AM
1 min airdyne for max calories
Rest EXACTLY 1 min
5 rounds for time:
10 thrusters 135#
2 rope climbs 20'
Noon
Build to a 1rm power snatch in 10 min
rest exactly 5 min
10 rounds for time:
7 power snatch 95#
7 no push up burpees
21 double unders
PM
For time:
Row 500m
50 ring dips
Row 500m
AM - 40 Cals on AD....died the last 12-15 seconds though...ok for now, but need to be able to able to push all the way through on these short ones that have small margin for error.
Thruster/Rope - 10:28, broke all thrusters to 6/4 to keep moving. Did not have great rack positioning, was on finger tips for all. Climbs were ok.

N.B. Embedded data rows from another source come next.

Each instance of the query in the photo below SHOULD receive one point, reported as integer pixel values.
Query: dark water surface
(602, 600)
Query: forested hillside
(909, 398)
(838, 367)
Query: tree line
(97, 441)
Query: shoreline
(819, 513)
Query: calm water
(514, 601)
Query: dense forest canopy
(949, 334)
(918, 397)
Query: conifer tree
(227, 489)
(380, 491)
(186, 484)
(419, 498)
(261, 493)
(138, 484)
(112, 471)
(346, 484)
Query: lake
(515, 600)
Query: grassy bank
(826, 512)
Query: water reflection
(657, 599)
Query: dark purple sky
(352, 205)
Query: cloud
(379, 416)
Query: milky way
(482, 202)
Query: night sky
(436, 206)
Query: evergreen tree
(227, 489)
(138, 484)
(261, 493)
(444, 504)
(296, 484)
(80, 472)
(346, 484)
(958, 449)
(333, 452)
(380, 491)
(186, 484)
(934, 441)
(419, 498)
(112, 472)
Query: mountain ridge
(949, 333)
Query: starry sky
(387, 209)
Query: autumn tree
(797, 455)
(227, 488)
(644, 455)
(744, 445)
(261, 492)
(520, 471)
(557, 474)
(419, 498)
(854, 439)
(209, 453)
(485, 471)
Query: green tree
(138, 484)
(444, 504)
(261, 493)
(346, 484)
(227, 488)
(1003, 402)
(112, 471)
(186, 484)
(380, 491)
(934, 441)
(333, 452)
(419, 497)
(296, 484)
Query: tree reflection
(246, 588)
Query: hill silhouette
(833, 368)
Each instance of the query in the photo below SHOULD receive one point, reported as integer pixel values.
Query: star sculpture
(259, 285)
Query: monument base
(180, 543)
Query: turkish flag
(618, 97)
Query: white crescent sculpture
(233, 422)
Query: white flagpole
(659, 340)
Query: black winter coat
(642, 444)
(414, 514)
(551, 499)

Noon - 212# Power Snatch....wanted 220, strong enough, need to have better form
10rounder - 12:26.....Don't know if I could have gone faster. Did not stop, all unbroken. My form broke down on snatches though and I was muscle snatching last 4-5 rounds. Gonna effect lower back later.
PM Row/Dip/Row - Rows were 1:33 and 1:40, dips were 20,15,8,7.....I was rocking all over the place on dips. Felt really good on 1st row.
Overall felt good before/during/after day was over. Slept 9+ hours friday night(big for me), ate well. Woke up, showered, had small amount of fruit in morning, and only a little fruit during the day. I work better on empty stomach regardless.